The Founding Vision
The University of Adelaide was founded with a noble goal: to prepare for South Australia young leaders shaped by education rather than by birth or wealth. The university would reflect the values of South Australia itself—a distinctively progressive and democratic way of life, in a settlement free of Old World social and religious inequalities.
That this would stamp on the University a spirit of free inquiry was the dream of its first Vice- Chancellor, one of Adelaide’s pioneers, Dr Augustus Short (1802-1883). Short had studied and taught at Christ Church Oxford; one of his pupils had been future British Prime Minister William Gladstone.

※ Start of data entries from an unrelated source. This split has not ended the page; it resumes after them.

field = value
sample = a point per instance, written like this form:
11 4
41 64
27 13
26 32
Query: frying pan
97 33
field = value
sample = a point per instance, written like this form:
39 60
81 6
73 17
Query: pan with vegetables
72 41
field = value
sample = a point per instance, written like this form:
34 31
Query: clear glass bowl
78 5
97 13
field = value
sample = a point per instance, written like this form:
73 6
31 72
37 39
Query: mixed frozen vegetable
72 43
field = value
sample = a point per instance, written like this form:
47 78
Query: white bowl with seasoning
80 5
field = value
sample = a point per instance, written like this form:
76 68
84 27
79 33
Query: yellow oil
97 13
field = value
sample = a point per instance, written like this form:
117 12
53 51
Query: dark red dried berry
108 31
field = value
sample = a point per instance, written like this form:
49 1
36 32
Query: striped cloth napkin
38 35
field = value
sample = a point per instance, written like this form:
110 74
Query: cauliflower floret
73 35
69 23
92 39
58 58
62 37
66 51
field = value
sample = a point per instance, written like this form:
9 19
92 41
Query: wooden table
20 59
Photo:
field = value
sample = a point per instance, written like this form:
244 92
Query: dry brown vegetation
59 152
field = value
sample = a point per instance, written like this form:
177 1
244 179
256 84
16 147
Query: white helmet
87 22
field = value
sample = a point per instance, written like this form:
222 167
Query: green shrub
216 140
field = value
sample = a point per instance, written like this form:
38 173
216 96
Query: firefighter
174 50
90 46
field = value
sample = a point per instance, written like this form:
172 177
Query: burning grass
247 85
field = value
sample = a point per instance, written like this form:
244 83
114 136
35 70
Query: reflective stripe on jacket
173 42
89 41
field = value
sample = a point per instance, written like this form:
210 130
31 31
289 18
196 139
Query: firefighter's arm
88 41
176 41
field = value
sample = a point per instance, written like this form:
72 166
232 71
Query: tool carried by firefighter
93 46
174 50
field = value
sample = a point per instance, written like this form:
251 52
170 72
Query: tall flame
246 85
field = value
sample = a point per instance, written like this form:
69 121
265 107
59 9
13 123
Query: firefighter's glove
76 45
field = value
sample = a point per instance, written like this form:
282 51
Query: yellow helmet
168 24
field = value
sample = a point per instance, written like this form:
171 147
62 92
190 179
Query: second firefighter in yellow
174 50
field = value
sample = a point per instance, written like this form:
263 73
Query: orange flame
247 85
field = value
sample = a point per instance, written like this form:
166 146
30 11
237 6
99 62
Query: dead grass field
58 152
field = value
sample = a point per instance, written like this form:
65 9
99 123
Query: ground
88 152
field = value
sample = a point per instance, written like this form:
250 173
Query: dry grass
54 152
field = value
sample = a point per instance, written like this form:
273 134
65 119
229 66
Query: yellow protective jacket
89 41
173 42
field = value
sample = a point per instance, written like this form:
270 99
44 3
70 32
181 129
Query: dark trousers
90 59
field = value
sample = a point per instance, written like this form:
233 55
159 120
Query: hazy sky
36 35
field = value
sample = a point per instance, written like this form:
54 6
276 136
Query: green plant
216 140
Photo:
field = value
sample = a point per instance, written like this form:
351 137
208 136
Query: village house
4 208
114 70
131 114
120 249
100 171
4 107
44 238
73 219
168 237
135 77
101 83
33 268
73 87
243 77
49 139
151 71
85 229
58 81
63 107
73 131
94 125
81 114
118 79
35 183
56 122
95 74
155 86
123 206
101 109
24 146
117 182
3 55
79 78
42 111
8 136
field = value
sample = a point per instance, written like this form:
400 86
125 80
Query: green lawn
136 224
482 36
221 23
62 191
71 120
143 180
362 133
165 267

But instead of Oxford’s narrow classics curriculum, Short wanted a University open to investigation of new fields—the sciences, modern literature, art and moral philosophy among them. Also unlike Oxford, where religious tests had prevailed, the university would be secular: there would not be church-owned residential colleges on campus, as at the universities at Sydney and Melbourne; Adelaide’s spirit would be of liberty and discovery, immune from intolerance or external influence.
Thus Adelaide forged a new frontier in higher education—one that broke from the privilege and traditions of Britain’s ancient universities. Scholarships were offered for competition by any South Australian resident, regardless of background. The first students were not the sons of wealthy British gentry but the locally-born middle class, and before long included women, who took degrees at Adelaide 40 years before they could at Oxford.
The professors were recruited internationally, and one, Sir William Bragg, won the Nobel Prize in Physics (with his son Sir Lawrence). The initial funds for chairs and key buildings came from donors, and Short sought public supporters by demonstrating the University’s value to the community through public open days, fora, and long-running evening public lectures.
Thus were formed Adelaide’s distinctive features: a student body of democratic breadth, a staff of international distinction, a spirit of freedom to investigate new fields, a sense of importance to the community, and a goal to prepare educated leaders. In the first decades of the twentieth century, the graduates continued to become educated leaders, and eventually one—Howard Florey—led the isolation of penicillin, perhaps the most important scientific discovery ever made by an Australian. It was a dazzling climax to the University’s founding era.